The co-op program at Northeastern has led to graduates of the master’s in robotics program landing an array of outstanding positions across disciplines at top companies in America and beyond.
3. Earn a master’s in robotics.
A master’s in robotics at a top university like Northeastern will offer built-in opportunities for experiential learning and the development of industry-aligned skill sets. Beyond this, however, there are an array of benefits to earning an advanced degree in this highly competitive field.
First, a master’s degree provides the chance for truly in-depth training in all the core competencies of robotics. “Robotics is interdisciplinary,” Padir says. “We don’t have the space to fit all that you need to know to excel in this field into a four-year undergraduate program.

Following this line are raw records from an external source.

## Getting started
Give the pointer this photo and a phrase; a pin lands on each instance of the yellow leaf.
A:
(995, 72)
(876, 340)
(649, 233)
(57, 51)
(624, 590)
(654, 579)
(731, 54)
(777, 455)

That’s why, if you want to be a hardcore robotics professional, you better get a master’s degree.”
Alongside this comprehensive training, Northeastern’s program offers opportunities for students to declare a concentration and hone in on the specific area of robotics in which they wish to work. This allows aspiring professionals to obtain the niche knowledge and skill sets they need to succeed.
Concentrations are just one way in which Northeastern has designed its program for maximum flexibility.
“Our personalized approach to learning…will allow you to get your robotics master’s and become a professional in the area—no matter what [educational] background you come from,” Padir says.
This means that, whether students come from a job or undergraduate degree in mechanical engineering, electrical engineering, computer science, or an entirely unrelated field, Northeastern’s industry-leading faculty can adjust the program’s curriculum as needed to help them reach their goals.
“You may not come with what you think is an appropriate background, but you can navigate through the program in an intelligent way so that you can still get your degree in the allotted time,” Padir says.
Take the Next Step
Choosing to embark on a master’s in robotics degree is a strategic move for anyone hoping to land one of these lucrative roles in the robotics field. Doing so can provide not only the personalized training but the skill-development and hands-on learning opportunities professionals need to stand out in this exciting industry.
“The future is now,” Padir says. “We need a lot of roboticists in the foreseeable future, so don’t take your time on this. Enroll in a master’s program as soon as you can, and make the most out of it so you can start contributing to this field today.”